After two visits, the School of the Future starts to seem like a figure-ground illusion -- an ambiguous image in which the shapes shift as you stare. With its light-filled hallways and ingenious projects, the school can seem like a beacon illuminating the mostly desolate landscape of urban education. But look again and you’re reminded of the imposing challenges it faces.

A “team lab” held one February afternoon in the Interactive Learning Center illustrates both perspectives. In small groups, first-year learners present public service announcements that they’ve crafted about global warming -- mélanges of video, digital photography, music, PowerPoint, and live performance. The spots demonstrate technological competency, environmental awareness, the ability to work in groups, and an occasional spark of humor. But there are also technical glitches and misspelled words. In the audience, one student falls asleep, his arm resting on his laptop; others laugh or chatter, despite a teacher’s repeated admonitions. A girl rests her booted foot on a boy’s thigh, and no one even notices amid the commotion.

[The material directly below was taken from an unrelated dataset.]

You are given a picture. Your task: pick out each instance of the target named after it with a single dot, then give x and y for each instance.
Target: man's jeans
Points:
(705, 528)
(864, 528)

It’s still too early to know whether the School of the Future is a useful template for other urban schools. Not until 2009, when in the 11th grade, will students take state-mandated achievement tests, one measure of their progress. And while each 12th grader must apply to college in order to graduate, how many will actually attend and earn a degree?

For 16-year-old Quasan Baker, meeting minority employees from Microsoft during a recent special program has solidified his goal of attending Penn State University and specializing in technology. Fifteen-year-old Quetta Fairy says she is determined to become a lawyer, “because I always argue my point. … I’m a great debater. You can’t tell me I’m wrong when I know I’m right.” If nothing else, it’s clear that the School of the Future is inspiring these kids with the confidence to dream about their futures. Emerson recalls a student who “fought with me day in and day out” until, on a whim, he asked her to serve as a prosecuting attorney for a reenactment of the Emmett Till trial, a famous lynching case that helped launch the civil rights movement. “From that day on,” he says, growing visibly emotional, “she has been engaged. Suddenly, I’m seeing she’s a smart, smart girl, and she’s taking a level of responsibility that reminds me of what I was like in high school. Just that one example is enough to make me teach for another 30 years.”